Any sensible government would want to avoid the same mistakes with lecturers. What, however, this one will do, if they do anything, will be to turn the schoolteachers' present into our future. Call me Cassandra but this is how I see it going:

(1) The consultation: lecturers up and down the country will be invited to share their views on performance pay with laptop-toting types from the Department for Education and Employment. The lecturers will say as one: Don't do it! The DFEE will say, thank you for your valuable contributions. In the light of what you say we have decided to introduce a performance pay system.

(2) The form: this will be known as "the form" and will be the biggest production since Ben Hur. Several hundred bureaucrats will take six months to devise it then announce that a retarded baboon could fill it out in 20 minutes. In practice it will take thousands of non-retarded lecturers a good three weeks to complete. Filling out all 15 pages of the form will be the only way of qualifying for the pound;1,000 "threshold" raise. (Yes, the teachers got pound;2,000 but we know our place.)

(3) The training: this won't be training for better teaching, but training for filling out the form. Colleges will close for days. A lavishly produced video entitled The form and you will appear, in which a presenter sacked from a shopping channel for being too saccharine will alk V-E-R-Y S-L-O-W-L-Y so the less bright among us can understand.

Larger colleges will have to invest in costly lifting equipment to shift the portfolios of evidence each lecturer will need to back up their 15 pages of self-promotion. In essence, this will say: "I am the dog's bollocks."

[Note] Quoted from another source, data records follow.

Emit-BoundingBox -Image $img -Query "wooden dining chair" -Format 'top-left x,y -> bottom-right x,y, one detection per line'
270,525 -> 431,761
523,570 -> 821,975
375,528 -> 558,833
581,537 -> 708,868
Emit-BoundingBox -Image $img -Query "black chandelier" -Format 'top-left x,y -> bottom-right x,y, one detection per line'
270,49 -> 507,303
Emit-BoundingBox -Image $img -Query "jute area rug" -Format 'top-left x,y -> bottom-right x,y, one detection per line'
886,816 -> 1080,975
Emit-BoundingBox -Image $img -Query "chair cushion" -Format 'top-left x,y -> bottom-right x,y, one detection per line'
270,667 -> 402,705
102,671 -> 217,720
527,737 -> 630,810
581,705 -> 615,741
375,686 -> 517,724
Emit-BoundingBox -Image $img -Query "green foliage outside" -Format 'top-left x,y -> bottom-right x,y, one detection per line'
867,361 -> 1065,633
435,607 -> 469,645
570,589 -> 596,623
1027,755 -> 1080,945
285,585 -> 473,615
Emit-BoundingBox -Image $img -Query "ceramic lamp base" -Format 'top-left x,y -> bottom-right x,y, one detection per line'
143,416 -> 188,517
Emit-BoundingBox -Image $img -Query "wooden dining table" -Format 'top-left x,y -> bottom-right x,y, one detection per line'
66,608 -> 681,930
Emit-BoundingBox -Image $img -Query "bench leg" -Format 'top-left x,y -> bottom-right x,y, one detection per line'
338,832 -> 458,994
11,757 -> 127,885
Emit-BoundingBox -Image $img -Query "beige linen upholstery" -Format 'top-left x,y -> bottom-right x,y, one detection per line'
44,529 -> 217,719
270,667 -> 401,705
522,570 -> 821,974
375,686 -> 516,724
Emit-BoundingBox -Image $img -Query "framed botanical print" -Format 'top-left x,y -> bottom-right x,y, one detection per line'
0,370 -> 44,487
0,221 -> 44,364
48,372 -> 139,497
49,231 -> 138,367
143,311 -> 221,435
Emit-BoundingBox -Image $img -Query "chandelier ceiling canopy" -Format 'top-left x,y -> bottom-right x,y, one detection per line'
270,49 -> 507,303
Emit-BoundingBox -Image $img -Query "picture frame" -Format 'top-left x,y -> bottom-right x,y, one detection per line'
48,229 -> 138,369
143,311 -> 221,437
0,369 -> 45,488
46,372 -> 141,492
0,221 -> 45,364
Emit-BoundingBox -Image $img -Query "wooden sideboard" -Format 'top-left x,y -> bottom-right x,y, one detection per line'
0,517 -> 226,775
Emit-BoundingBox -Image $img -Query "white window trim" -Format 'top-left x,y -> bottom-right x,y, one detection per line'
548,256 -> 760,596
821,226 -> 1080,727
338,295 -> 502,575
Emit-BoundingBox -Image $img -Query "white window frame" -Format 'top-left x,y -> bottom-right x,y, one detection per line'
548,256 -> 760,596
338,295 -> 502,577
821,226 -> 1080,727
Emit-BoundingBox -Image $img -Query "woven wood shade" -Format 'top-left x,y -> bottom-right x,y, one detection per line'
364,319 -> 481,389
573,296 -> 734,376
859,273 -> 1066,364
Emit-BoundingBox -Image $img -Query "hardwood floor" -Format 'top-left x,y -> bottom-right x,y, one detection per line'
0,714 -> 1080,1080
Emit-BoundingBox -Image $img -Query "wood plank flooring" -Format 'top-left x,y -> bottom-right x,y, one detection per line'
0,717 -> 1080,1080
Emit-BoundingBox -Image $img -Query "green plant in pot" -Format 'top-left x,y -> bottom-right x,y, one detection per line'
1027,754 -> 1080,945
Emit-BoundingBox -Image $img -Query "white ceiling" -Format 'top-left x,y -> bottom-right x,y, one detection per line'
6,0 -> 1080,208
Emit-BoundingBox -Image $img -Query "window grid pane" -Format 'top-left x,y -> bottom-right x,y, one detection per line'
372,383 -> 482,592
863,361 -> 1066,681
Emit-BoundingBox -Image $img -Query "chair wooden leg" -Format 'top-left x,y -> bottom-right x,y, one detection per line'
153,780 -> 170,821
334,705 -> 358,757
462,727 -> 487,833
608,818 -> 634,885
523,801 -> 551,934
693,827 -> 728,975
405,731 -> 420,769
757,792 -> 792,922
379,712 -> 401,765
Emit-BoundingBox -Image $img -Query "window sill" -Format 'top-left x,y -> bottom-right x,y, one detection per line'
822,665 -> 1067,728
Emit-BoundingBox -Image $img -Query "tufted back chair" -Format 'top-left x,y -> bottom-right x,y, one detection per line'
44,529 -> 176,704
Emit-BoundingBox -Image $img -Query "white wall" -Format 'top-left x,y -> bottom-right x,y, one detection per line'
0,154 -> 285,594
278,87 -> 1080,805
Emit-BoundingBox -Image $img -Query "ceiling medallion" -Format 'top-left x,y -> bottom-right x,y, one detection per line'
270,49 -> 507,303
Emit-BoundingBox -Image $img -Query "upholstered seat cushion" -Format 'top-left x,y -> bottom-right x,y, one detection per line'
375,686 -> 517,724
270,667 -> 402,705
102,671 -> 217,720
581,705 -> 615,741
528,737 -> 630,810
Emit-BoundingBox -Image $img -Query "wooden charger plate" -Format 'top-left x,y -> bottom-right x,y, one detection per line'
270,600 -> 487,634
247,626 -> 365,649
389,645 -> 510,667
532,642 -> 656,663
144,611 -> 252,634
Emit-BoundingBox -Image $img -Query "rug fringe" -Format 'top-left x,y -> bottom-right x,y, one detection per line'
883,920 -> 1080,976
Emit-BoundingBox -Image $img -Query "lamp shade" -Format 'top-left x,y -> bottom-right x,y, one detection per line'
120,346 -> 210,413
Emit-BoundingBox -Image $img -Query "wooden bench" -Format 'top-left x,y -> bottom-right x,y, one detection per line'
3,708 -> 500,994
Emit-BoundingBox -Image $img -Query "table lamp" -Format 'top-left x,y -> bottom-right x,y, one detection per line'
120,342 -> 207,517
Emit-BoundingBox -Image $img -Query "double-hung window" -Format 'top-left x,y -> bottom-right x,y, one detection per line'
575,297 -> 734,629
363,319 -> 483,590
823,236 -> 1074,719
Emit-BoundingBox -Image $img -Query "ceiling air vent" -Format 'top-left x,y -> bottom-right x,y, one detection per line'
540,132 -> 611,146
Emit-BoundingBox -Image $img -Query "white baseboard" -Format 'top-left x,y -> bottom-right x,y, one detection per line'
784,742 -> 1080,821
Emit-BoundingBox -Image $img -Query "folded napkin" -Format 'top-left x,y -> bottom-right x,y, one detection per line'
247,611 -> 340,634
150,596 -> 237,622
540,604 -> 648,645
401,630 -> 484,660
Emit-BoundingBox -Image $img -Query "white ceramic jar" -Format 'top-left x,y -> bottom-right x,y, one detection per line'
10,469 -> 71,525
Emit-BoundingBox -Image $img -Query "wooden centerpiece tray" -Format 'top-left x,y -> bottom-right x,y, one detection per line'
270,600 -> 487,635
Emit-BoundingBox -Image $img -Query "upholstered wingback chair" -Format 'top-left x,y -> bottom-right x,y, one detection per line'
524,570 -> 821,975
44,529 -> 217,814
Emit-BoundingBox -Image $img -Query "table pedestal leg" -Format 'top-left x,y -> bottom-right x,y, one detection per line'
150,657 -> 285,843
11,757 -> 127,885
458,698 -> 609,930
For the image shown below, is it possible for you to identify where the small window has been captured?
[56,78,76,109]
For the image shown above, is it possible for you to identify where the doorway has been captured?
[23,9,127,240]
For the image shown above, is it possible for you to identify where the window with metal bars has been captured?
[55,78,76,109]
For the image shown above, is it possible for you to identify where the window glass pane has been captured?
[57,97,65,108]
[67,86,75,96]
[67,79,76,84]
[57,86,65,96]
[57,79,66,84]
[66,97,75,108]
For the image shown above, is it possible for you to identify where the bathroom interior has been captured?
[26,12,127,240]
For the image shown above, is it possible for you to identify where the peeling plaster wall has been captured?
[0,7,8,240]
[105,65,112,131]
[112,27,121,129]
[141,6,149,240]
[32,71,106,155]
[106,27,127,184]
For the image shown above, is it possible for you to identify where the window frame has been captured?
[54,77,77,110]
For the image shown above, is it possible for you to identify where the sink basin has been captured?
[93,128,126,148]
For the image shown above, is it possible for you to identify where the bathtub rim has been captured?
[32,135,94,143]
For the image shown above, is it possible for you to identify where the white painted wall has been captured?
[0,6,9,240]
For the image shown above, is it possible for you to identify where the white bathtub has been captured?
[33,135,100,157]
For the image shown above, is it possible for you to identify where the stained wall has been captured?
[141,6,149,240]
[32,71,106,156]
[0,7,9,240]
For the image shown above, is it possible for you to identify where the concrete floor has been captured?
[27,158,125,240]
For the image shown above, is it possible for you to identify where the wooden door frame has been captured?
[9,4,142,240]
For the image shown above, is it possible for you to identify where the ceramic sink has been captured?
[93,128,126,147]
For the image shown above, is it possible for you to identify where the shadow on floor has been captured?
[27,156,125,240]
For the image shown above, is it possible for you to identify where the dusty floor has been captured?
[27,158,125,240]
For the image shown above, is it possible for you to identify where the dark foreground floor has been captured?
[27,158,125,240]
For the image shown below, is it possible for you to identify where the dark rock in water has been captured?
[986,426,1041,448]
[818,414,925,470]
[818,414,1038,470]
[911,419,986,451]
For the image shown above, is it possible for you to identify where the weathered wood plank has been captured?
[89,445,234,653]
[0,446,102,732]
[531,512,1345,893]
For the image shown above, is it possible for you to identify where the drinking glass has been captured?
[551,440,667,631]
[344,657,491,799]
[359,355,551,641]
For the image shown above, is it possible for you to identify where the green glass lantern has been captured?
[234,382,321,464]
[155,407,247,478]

(4) The processing: The three months of paralysis at lecturer level will be followed by a three-month paralysis at manager level as the colleges' finest try to make sense of the mountain of paperwork from lecturers.

The publicity will say decisions about who gets the dosh are objective. In practice most lecturers will believe it's a case of "if your face fits...". This will result in levels of division and bitterness not seen since the abolition of promotion based on "level of work".

(5) The reaction: everyone in FE, except for a few safe pairs of hands, will be against the new system. NATFHE will declare: "Over our dead bodies," and when the Assoication of Colleges says that that can be arranged, they will modify their stance to "Well ... maybe". Eventually they will recommend members apply, as long as they promise to sulk as they fill in the forms. A vocal minority in the union will declare a boycott. Twenty years later this dwindling band will still be holding "Smash PRP" rallies where they will burn their payslips and mutter darkly about the "betrayal of 2001".

(6) The end result: things in FE will be considerably worse than they were before.

Each annual round of pay assessment will take lecturers and managers further still from the real business of educating students. What should have been a boon (ie more money) will have turned into a nightmare.

The Government will declare it a great triumph and Lord Wicks of Threshold will take his seat in the reformulated upper chamber.

And the tranquillity of the Jones household will be forever disturbed by Tweedledum and Tweedledee berating each other about their own particular version of that pernicious threshold.